I have a list of about 10k nicknames from an old forum. About half of this list has a gender attached to it (done by the very users that registered), and the other half has no gender.
I want to do some analysis based on gender, so having ~5K users without is not helping. I’ve been playing with the Palladian Text Classifier Learner, without much success.
As sources I’m using the very list that I already have without the unclassified nicknames, and a very large list of english gendered names I’ve found in the internet.
The results are pretty poor. Many nicknames are kind of [^-J0hn-^] you know what I mean, but it even misses many of the ones I already provided in the sources.
I don’t really know how to solve this. I’ve been thinking about using the forum messages but I don’t really know how to do it.
Not sure whether I fully got what your are trying to do, but one option would be to ignore those unlabeled forum users from your analysis, because trying to label them adds a whole new classification problem.
I’ve been thinking about it, but sadly I have no way around it, I really do have to classify this uses based on gender or everything else I do will be for nothing.
I’m trying now a different approach with forum messages. The problem I’m facing is that I get a memory error where it cancels training after # number of rows due to memory.

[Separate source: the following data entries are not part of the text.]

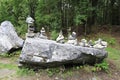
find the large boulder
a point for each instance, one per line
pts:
(8, 38)
(48, 53)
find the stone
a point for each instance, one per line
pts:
(99, 44)
(90, 43)
(60, 38)
(8, 38)
(83, 43)
(31, 29)
(47, 53)
(72, 39)
(43, 34)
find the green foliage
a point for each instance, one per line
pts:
(25, 72)
(78, 19)
(113, 53)
(8, 66)
(106, 37)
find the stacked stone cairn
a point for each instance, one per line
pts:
(31, 29)
(60, 38)
(72, 39)
(42, 34)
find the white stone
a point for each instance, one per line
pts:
(60, 38)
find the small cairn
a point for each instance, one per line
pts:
(60, 38)
(83, 43)
(31, 29)
(42, 34)
(72, 39)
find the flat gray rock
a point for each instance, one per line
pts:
(9, 38)
(48, 53)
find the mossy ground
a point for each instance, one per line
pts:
(108, 70)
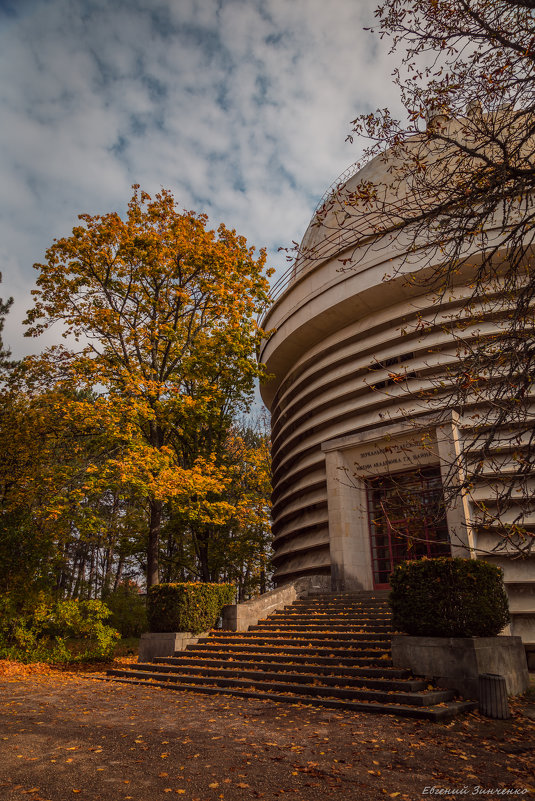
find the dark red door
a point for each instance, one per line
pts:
(407, 520)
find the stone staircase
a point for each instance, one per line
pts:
(329, 650)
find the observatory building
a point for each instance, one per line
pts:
(350, 432)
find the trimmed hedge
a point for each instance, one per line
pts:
(189, 606)
(448, 597)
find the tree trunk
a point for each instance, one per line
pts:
(153, 547)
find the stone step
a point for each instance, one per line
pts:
(437, 713)
(300, 637)
(288, 673)
(339, 610)
(304, 626)
(370, 620)
(290, 650)
(270, 684)
(295, 663)
(369, 594)
(331, 650)
(309, 656)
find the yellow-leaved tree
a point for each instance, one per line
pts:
(163, 311)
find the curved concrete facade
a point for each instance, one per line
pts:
(340, 416)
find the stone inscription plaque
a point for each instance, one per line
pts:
(393, 455)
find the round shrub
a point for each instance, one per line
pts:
(187, 606)
(448, 597)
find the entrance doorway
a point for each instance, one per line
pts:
(407, 520)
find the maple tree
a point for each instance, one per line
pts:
(455, 205)
(164, 313)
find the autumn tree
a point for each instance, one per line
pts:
(164, 313)
(457, 200)
(235, 544)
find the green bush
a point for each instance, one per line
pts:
(188, 606)
(128, 611)
(448, 598)
(55, 631)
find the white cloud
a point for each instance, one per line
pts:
(241, 107)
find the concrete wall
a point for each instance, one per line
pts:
(332, 327)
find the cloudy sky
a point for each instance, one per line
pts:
(240, 107)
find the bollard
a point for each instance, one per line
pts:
(493, 701)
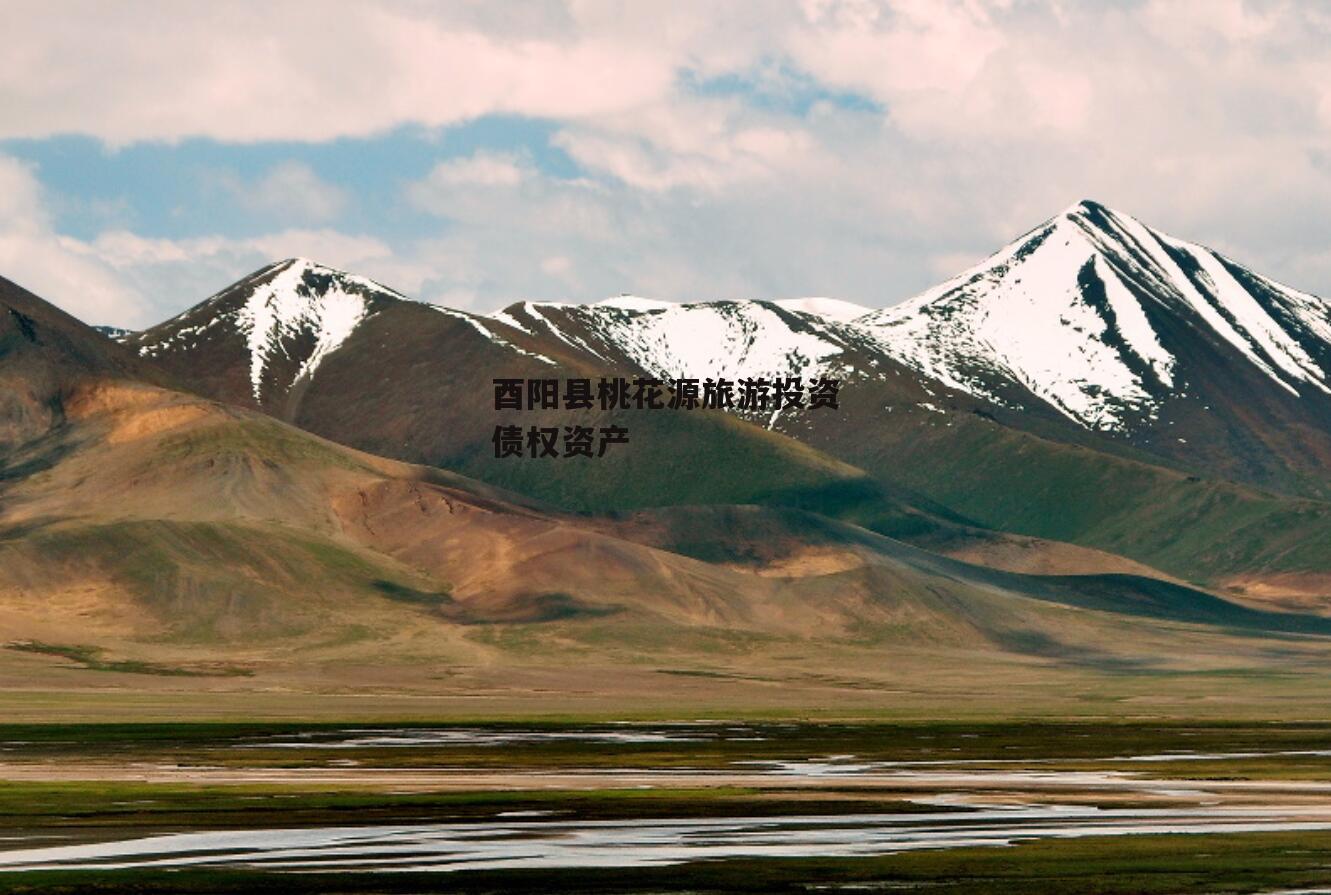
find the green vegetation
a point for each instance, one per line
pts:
(89, 657)
(1198, 529)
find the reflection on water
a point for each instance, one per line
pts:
(394, 737)
(507, 843)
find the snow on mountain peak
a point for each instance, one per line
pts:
(1072, 312)
(627, 301)
(833, 309)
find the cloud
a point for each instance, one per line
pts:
(820, 147)
(290, 192)
(48, 264)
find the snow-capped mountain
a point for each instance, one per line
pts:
(285, 318)
(1104, 320)
(1092, 329)
(718, 338)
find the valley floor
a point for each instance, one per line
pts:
(1073, 806)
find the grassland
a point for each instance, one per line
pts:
(95, 810)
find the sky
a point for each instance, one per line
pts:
(481, 153)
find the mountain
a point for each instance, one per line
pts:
(1096, 382)
(1155, 341)
(148, 532)
(362, 365)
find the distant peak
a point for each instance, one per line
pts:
(627, 301)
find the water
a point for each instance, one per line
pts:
(510, 843)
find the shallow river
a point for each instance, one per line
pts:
(510, 843)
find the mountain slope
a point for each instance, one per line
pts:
(1154, 341)
(414, 381)
(183, 537)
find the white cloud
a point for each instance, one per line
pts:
(973, 121)
(290, 192)
(52, 265)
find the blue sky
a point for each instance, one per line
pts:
(478, 156)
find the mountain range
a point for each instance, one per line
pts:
(1101, 448)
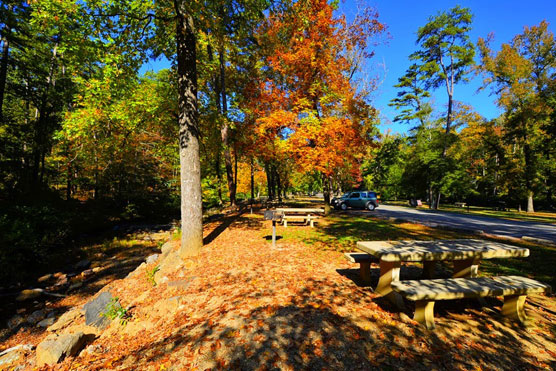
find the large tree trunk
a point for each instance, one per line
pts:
(225, 131)
(530, 208)
(278, 183)
(269, 181)
(327, 186)
(252, 180)
(529, 174)
(190, 164)
(3, 72)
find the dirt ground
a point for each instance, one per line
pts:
(243, 304)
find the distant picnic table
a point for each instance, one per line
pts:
(304, 215)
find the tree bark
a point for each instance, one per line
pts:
(3, 72)
(327, 186)
(225, 131)
(190, 165)
(269, 181)
(529, 174)
(252, 180)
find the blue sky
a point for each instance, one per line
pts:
(505, 18)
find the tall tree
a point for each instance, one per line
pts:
(445, 58)
(311, 98)
(521, 74)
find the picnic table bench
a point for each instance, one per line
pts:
(305, 215)
(465, 255)
(514, 289)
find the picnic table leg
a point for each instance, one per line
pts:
(428, 269)
(424, 313)
(365, 272)
(466, 268)
(389, 271)
(513, 307)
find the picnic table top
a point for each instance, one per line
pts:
(392, 251)
(299, 210)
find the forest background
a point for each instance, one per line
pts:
(285, 104)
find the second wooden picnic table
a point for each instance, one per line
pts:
(465, 254)
(305, 215)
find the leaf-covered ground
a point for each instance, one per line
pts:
(245, 305)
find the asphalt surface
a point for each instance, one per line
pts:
(500, 227)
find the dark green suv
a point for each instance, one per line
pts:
(357, 200)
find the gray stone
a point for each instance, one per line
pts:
(14, 354)
(151, 259)
(95, 309)
(36, 316)
(44, 278)
(55, 348)
(15, 321)
(83, 264)
(29, 294)
(46, 322)
(65, 320)
(76, 285)
(87, 273)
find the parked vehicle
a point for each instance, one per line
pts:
(357, 200)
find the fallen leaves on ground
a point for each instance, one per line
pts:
(247, 305)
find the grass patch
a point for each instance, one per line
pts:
(341, 232)
(543, 217)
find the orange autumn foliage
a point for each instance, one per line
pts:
(306, 104)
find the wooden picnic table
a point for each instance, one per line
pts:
(465, 254)
(294, 210)
(305, 215)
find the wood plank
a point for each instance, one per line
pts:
(440, 250)
(457, 288)
(358, 257)
(300, 210)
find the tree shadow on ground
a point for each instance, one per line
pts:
(117, 253)
(311, 333)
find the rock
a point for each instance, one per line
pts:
(166, 248)
(151, 259)
(55, 348)
(405, 318)
(95, 309)
(29, 294)
(65, 320)
(76, 285)
(46, 322)
(87, 273)
(45, 278)
(36, 316)
(14, 354)
(168, 265)
(15, 321)
(82, 264)
(167, 307)
(181, 284)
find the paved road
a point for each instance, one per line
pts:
(501, 227)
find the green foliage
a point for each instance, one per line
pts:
(115, 310)
(150, 275)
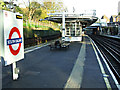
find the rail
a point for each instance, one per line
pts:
(110, 48)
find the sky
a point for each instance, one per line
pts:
(102, 7)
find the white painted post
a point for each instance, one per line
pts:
(119, 29)
(15, 71)
(0, 73)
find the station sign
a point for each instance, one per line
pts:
(11, 45)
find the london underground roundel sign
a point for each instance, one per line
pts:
(11, 41)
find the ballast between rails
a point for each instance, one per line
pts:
(109, 54)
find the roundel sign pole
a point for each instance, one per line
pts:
(11, 39)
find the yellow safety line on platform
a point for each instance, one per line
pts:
(102, 69)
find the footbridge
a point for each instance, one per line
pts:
(72, 24)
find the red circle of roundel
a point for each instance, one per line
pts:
(14, 52)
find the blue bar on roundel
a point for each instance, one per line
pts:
(14, 41)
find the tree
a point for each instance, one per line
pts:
(34, 7)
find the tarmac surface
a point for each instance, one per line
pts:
(73, 67)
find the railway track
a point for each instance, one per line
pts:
(110, 48)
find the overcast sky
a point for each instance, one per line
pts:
(107, 7)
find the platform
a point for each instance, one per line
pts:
(76, 67)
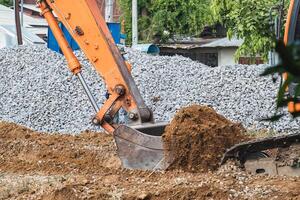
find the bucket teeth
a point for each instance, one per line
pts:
(138, 150)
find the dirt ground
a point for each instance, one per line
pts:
(50, 167)
(198, 137)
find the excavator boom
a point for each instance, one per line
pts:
(137, 149)
(140, 144)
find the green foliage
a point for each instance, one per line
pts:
(162, 19)
(6, 2)
(250, 20)
(180, 17)
(290, 65)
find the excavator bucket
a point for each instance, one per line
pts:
(141, 147)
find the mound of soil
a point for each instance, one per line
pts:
(197, 138)
(50, 166)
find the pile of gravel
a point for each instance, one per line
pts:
(38, 91)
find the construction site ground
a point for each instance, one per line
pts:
(49, 166)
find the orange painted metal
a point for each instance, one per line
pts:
(73, 62)
(85, 23)
(288, 21)
(292, 107)
(106, 107)
(95, 41)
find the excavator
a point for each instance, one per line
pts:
(139, 143)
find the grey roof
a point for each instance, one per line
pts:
(225, 42)
(9, 32)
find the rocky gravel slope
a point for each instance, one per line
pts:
(38, 91)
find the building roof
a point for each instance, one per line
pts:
(225, 42)
(188, 44)
(7, 17)
(28, 37)
(205, 43)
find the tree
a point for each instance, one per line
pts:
(162, 19)
(249, 20)
(180, 17)
(6, 2)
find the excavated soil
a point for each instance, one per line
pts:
(198, 137)
(61, 167)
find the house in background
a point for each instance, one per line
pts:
(212, 52)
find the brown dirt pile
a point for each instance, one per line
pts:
(85, 166)
(197, 138)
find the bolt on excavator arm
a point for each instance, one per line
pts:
(84, 22)
(140, 147)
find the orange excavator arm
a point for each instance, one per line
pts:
(84, 22)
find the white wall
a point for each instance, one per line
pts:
(226, 56)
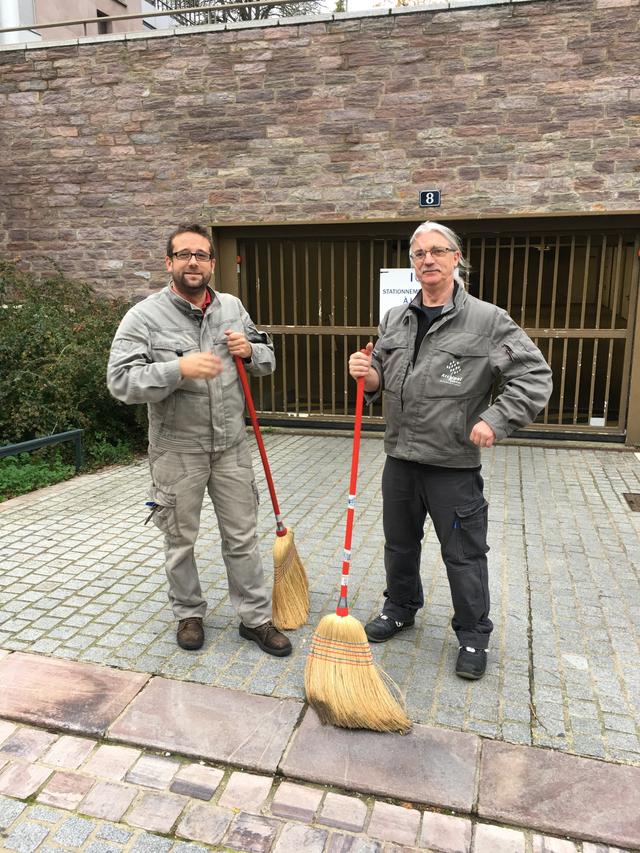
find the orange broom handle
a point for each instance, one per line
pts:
(281, 530)
(343, 609)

My current heap space is 26GB and writing tables in disk.
Is there any way around this? I already sampled down my dataset a lot (to around 80k rows when I have +2 million), and also run garbage collector before just in case.
The Palladian Text Classifier is rather memory and resource efficient. This looks like your using it in a very, very strange way. But this is just an assumption, and it’s hard to tell without knowing how the workflow looks.
Well the workflow is huge (it’s like the inception of metanodes). It’s mostly a database export from a forum MariaDB, and I’m applying the learner and predictor to a dataset to predict user gender (as I already have a column with gender label, but not all users are gendered and I need all of them).
It works fine until I have to learn from forum messages. I sampled down messages to 50K and it works now, but it really puts that computer to its knees.